You’re not buying a car where you can have the exact same one at three different dealerships and the only thing left to negotiate is the sales price. Buying a home or even refinancing your existing mortgage is a complicated process and you really could [and should] base your decision on one simple word: TRUST.
I had a couple recently who almost switched lenders in the middle of the Application process because they were offered a lower rate. Sounded great to them! Why would my friends at Gateway Mortgage not offer me this great rate that a complete stranger at a competing bank was willing to offer? In reality the bank wanted to charge them $5500 more to save $17 /month. Does that make sense to anyone? Of course not, but the average consumer asks all the wrong questions and only hears the answers they want to hear.
- “What are your rates?” – WRONG
- “How much money will I have to bring to the closing table?” – WRONG
- “What will my monthly payment be?” – WRONG
Yes, everyone has heard of APR (Annual Percentage Rate), but how many of you can really explain what that even means? So to simplify things and to feel like you’ve done your due diligence you simply ask: “What is your rate?” To the unscrupulous Loan Officer, you never had a chance.
I personally have been a Mortgage Broker for over 23 years and my Team has over 100 years of combined experience in the mortgage business. During that time we’ve seen too many changes to mention with the majority of those changes negatively affecting the consumer. Things like increased closing costs, a difficult third-party appraisal process, stricter underwriting guidelines and an overall longer timeline have left a bad taste in almost everyone’s mouth. (Including mine)
But there was a major positive that came from all the reform in the mortgage business, at least if you work with a Mortgage Broker. And that positive is compete transparency. 100% of my fee as Mortgage Broker now comes directly from the lender that we ultimately sell your loan to. Not only that, but I show you upfront EXACTLY what I’m going to be paid. (Name another industry that does that!)
What does that mean? As a Mortgage Broker you don’t pay me a penny and I don’t make a penny more whether you choose a rate at 3%, 4% or 5% (or anywhere in between).
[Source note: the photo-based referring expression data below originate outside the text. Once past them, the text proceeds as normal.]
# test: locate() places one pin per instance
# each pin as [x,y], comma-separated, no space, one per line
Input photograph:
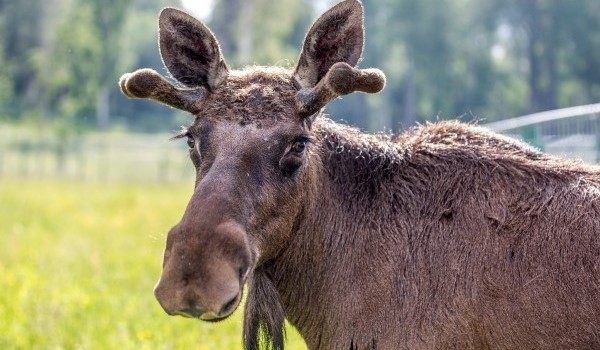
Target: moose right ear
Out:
[190,50]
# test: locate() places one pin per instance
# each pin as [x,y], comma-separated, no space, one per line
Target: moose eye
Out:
[298,146]
[191,142]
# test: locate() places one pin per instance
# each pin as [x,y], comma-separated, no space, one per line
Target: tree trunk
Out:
[103,107]
[410,97]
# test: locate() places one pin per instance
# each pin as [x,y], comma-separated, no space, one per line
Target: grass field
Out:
[78,262]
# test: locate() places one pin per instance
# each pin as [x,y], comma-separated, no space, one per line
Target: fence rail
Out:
[102,157]
[572,132]
[27,153]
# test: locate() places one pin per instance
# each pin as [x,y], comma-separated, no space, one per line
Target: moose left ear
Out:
[337,36]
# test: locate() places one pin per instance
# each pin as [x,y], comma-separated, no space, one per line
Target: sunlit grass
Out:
[78,263]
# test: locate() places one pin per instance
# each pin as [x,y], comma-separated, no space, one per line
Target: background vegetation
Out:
[490,59]
[89,184]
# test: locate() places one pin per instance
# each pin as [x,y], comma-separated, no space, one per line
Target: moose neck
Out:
[320,277]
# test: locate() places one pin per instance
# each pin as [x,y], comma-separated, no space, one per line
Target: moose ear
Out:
[190,50]
[337,36]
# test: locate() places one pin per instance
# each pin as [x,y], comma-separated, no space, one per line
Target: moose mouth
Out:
[210,316]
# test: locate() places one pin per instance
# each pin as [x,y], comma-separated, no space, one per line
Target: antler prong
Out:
[341,79]
[147,83]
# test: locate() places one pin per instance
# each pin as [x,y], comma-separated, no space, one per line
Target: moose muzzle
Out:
[204,270]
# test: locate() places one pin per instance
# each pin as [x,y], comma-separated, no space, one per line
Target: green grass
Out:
[78,262]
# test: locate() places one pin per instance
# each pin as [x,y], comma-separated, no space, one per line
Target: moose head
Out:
[251,144]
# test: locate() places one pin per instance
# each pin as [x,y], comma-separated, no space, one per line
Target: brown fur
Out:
[448,236]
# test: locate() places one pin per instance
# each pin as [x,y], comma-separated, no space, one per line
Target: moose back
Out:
[448,236]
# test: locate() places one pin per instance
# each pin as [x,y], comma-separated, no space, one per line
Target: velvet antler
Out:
[341,79]
[147,83]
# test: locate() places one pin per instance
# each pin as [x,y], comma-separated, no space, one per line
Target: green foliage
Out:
[488,59]
[78,263]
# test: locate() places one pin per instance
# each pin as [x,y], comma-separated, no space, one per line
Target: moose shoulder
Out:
[448,236]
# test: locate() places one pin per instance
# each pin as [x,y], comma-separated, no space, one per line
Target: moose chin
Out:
[448,236]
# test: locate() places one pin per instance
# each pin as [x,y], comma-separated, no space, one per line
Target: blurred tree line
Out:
[485,59]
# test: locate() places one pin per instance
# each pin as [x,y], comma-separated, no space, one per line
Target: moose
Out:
[446,236]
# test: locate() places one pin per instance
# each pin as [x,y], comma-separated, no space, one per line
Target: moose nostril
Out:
[193,311]
[228,307]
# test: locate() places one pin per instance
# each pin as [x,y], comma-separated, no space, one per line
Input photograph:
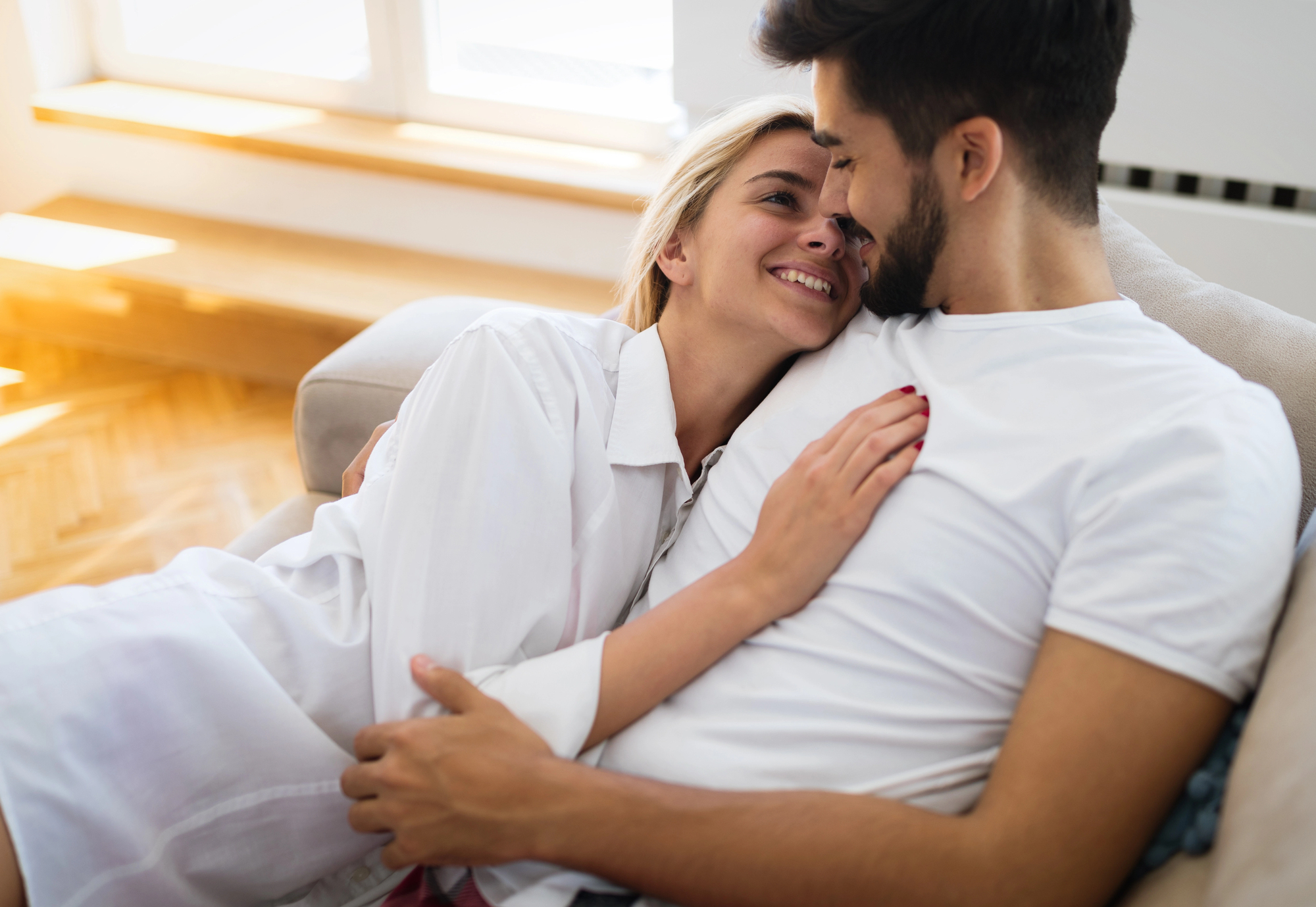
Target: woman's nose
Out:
[824,238]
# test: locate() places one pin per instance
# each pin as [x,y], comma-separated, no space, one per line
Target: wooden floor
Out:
[110,467]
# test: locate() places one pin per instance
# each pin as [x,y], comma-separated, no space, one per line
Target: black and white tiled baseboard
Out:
[1288,197]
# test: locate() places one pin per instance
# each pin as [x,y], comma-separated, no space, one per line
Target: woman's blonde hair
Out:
[696,168]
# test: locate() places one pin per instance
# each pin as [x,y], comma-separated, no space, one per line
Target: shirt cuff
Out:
[557,695]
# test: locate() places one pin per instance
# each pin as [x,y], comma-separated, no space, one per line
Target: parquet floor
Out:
[110,467]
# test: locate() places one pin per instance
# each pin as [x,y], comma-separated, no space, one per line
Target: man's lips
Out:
[811,278]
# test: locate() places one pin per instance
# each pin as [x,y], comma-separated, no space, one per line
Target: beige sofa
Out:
[1265,852]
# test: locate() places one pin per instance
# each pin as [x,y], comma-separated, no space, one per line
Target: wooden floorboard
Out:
[110,467]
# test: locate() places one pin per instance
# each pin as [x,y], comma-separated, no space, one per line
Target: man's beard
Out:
[910,253]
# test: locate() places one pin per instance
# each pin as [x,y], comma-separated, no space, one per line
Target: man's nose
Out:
[836,188]
[824,237]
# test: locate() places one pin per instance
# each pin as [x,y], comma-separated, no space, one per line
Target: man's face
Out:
[873,182]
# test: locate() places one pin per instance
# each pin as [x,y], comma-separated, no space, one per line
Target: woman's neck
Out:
[717,381]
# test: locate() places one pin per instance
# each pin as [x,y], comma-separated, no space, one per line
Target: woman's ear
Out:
[674,260]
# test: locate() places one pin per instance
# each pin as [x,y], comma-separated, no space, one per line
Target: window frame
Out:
[398,87]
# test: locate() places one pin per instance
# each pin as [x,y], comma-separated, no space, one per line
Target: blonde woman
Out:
[178,738]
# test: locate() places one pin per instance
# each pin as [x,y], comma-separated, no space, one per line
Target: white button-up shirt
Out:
[201,717]
[517,508]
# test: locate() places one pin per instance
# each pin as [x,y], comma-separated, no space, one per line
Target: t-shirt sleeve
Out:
[1181,541]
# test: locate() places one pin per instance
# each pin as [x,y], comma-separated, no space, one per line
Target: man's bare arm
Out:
[1098,751]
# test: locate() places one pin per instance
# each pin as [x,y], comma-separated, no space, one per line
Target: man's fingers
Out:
[447,687]
[368,818]
[360,781]
[373,742]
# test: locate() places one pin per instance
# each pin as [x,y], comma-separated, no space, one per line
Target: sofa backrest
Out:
[1256,339]
[364,381]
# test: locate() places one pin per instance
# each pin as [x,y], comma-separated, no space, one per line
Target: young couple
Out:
[1022,658]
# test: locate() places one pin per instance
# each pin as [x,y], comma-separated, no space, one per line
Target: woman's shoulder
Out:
[538,333]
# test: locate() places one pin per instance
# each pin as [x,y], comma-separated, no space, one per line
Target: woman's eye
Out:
[782,199]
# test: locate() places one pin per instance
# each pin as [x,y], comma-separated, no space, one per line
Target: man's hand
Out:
[356,472]
[451,789]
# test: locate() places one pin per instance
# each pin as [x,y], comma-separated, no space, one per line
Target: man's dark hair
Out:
[1044,70]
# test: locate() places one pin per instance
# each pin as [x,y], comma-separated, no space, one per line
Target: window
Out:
[592,71]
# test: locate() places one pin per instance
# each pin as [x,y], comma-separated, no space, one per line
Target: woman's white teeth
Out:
[801,278]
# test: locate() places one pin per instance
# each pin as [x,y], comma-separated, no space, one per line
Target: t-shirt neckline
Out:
[996,320]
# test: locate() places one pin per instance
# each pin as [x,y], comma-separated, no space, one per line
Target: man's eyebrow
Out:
[786,176]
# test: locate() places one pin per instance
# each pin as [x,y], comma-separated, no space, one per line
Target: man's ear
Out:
[674,260]
[980,147]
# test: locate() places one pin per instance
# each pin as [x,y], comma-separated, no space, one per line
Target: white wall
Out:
[715,64]
[1221,88]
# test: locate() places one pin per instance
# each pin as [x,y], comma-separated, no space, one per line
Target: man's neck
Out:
[1017,254]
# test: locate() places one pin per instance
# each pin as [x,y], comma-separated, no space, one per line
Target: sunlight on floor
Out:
[74,246]
[16,425]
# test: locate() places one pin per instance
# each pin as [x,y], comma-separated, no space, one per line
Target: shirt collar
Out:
[644,421]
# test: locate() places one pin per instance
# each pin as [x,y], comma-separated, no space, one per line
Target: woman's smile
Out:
[809,279]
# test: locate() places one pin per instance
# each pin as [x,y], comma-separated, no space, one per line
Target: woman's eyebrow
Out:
[786,176]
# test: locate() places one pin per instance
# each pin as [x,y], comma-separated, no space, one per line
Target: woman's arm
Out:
[811,518]
[356,472]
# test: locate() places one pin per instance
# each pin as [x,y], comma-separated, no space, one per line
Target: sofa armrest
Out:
[364,381]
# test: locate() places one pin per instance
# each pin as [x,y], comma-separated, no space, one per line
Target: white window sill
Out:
[506,163]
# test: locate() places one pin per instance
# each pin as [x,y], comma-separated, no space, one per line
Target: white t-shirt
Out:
[1086,470]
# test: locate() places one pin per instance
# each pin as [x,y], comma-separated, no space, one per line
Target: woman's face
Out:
[765,259]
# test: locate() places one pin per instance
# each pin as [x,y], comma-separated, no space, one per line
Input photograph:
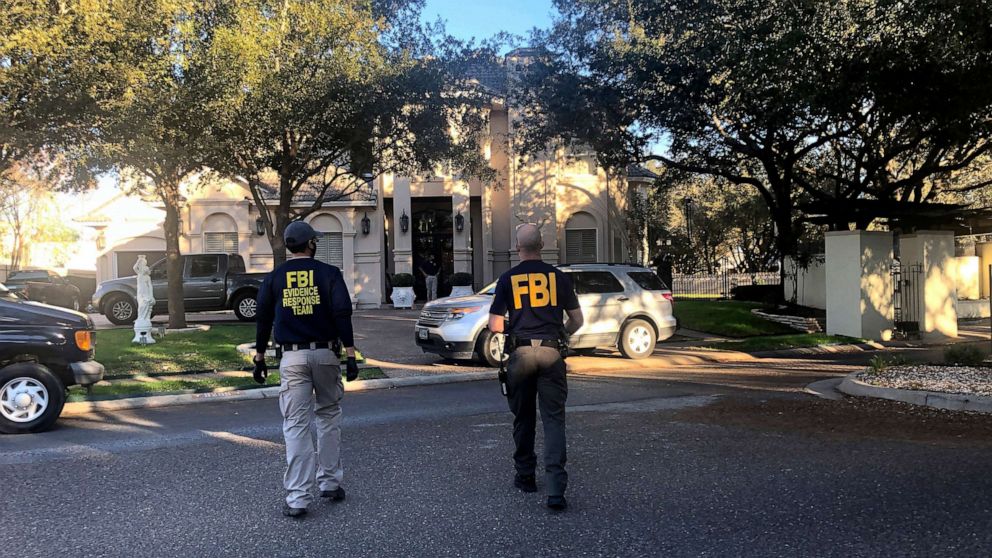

My fee is basically “fixed.” So when I’m offering advice I’m truly offering advice that can in no way benefit me financially. I take pride in getting to know my clients and finding the right interest rate for them, even if that rate is higher than what you heard on the radio. Even if the payment that I offer is higher than you were told elsewhere. Like I said: The right deal may or may not be the lowest rate!
I’m not going to turn this into an “Anti Mortgage Banker” message and I know some very capable and honest Mortgage Bankers in the area, but for the most part a Mortgage Bankers’ compensation still may be based on the rate you ultimately receive. Not to mention, you have no idea how much that Mortgage Banker is making off your loan. They can make money in multiple ways as opposed to the straight-forward and honest approach of a Mortgage Broker. Why play games? Why not just be honest?
Bottom line: Knowledge is power so find someone you can trust. I love being a Mortgage Broker because I can look a client in the eye and tell them exactly what I’m being paid for the services that I provide. If I have nothing to gain financially, isn’t it easier to feel like you’re getting the right deal? I think so. Now that I’ve explained a couple things, maybe the mortgage industry isn’t that complicated after all?